Punctation Is Your Friend: + and .

Did you know you can append a plus (“+”) sign and any words after in your email address? Whatever for, you may ask? It’s a great tool for grouping mailing list emails together, for instance, or knowing the origins of why you may be receiving an email from a company you’ve never heard of.

Let me explain:

  • If your name was ilovegrapes@gmail.com, you could receive mail at ilovemovies+newsletters@gmail.com, and use that address when signing up for company lists. Then, you can setup a filter to have those emails automatically go to a folder to not clog your inbox!
  • Have you ever received a newsletter only to wonder how they even got your email in the first place? Well it can be easy using this tip. If you use ilovemovies+starbucks@gmail.com to sign up for Starbucks emails, and the message from a third-party stranger is using that address, then that means Starbucks provided them with your email. Someone has some explaining to do!
  • What about the dot (“.”)? For Gmail in particular, that dot doesn’t matter! If your email is ilovemovies originally, you can tell people it’s i.love.movies or ilove.movies or i.lovemovies@gmail! Possibilities are endless.

Ignoring Emails Is Not a Solution

It’s quite discouraging when you take the time to send a very important and detailed email, only to never hear a peep from the recipient. The usual complaint is, “Well we’re busy! Our inboxes are flooded so we don’t have the time to respond to every inquiry.” But that can change; you can be THAT person who responds to every inquest who in turn will acquire a reputation for being quick and responsive—believe me, it’s such a rarity that others DO take notice and appreciate you for it.
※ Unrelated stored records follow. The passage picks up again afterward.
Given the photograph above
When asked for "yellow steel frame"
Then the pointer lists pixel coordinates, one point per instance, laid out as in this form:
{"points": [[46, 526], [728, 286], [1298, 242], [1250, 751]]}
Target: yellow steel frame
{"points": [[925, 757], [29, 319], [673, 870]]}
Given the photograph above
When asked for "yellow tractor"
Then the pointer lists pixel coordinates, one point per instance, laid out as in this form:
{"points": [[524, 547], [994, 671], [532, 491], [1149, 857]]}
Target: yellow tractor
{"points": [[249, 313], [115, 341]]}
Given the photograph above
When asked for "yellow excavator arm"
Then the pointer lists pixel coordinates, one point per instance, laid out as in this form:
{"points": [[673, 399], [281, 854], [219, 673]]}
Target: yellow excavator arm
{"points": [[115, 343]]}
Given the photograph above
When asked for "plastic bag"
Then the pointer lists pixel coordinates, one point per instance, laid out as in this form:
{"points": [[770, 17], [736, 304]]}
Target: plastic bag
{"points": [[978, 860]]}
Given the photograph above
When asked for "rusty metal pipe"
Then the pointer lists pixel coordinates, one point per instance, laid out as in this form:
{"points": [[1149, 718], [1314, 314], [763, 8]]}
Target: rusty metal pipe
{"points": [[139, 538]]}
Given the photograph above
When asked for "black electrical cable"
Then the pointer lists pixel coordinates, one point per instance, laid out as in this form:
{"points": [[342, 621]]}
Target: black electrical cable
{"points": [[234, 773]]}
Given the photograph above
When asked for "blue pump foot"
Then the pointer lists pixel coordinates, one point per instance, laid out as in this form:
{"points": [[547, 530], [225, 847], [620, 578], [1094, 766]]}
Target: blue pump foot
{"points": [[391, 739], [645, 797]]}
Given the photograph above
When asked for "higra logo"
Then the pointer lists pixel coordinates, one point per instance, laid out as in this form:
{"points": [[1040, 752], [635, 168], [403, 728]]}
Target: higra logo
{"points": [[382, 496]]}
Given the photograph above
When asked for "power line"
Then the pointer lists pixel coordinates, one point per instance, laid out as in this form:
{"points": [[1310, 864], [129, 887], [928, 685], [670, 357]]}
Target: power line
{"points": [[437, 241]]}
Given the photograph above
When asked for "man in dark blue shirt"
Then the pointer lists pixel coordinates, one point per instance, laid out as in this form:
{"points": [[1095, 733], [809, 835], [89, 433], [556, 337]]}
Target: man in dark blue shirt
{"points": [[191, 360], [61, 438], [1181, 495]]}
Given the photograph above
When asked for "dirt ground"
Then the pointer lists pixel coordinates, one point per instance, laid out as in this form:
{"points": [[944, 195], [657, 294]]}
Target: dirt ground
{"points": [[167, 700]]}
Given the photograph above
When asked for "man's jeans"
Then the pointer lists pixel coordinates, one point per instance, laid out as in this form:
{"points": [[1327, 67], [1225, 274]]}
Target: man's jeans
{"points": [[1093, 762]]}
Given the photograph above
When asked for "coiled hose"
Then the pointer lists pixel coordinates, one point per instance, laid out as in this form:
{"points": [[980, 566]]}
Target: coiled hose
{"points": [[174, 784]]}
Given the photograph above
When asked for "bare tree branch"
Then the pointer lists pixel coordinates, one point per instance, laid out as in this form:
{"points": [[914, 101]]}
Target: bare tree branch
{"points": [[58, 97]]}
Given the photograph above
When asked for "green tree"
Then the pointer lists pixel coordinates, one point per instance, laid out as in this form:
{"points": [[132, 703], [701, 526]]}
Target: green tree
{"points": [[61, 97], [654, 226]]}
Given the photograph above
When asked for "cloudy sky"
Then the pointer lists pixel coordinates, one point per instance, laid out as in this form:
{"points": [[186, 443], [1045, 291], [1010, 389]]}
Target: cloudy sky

In general, ignoring emails just creates more clutter because people usually follow-up on their inquiry, frustrating both parties. Avoid making those emails haunting reminders of the state your inbox was formerly in. Once you begin to organize your emails with these tips, you’ll find yourself with more time on your hands to answer people’s individual requests. Overall, the time saved will not only allow you to respond to emails at lightning speed, you’ll be able to focus on other projects and change the way you see your inbox forever.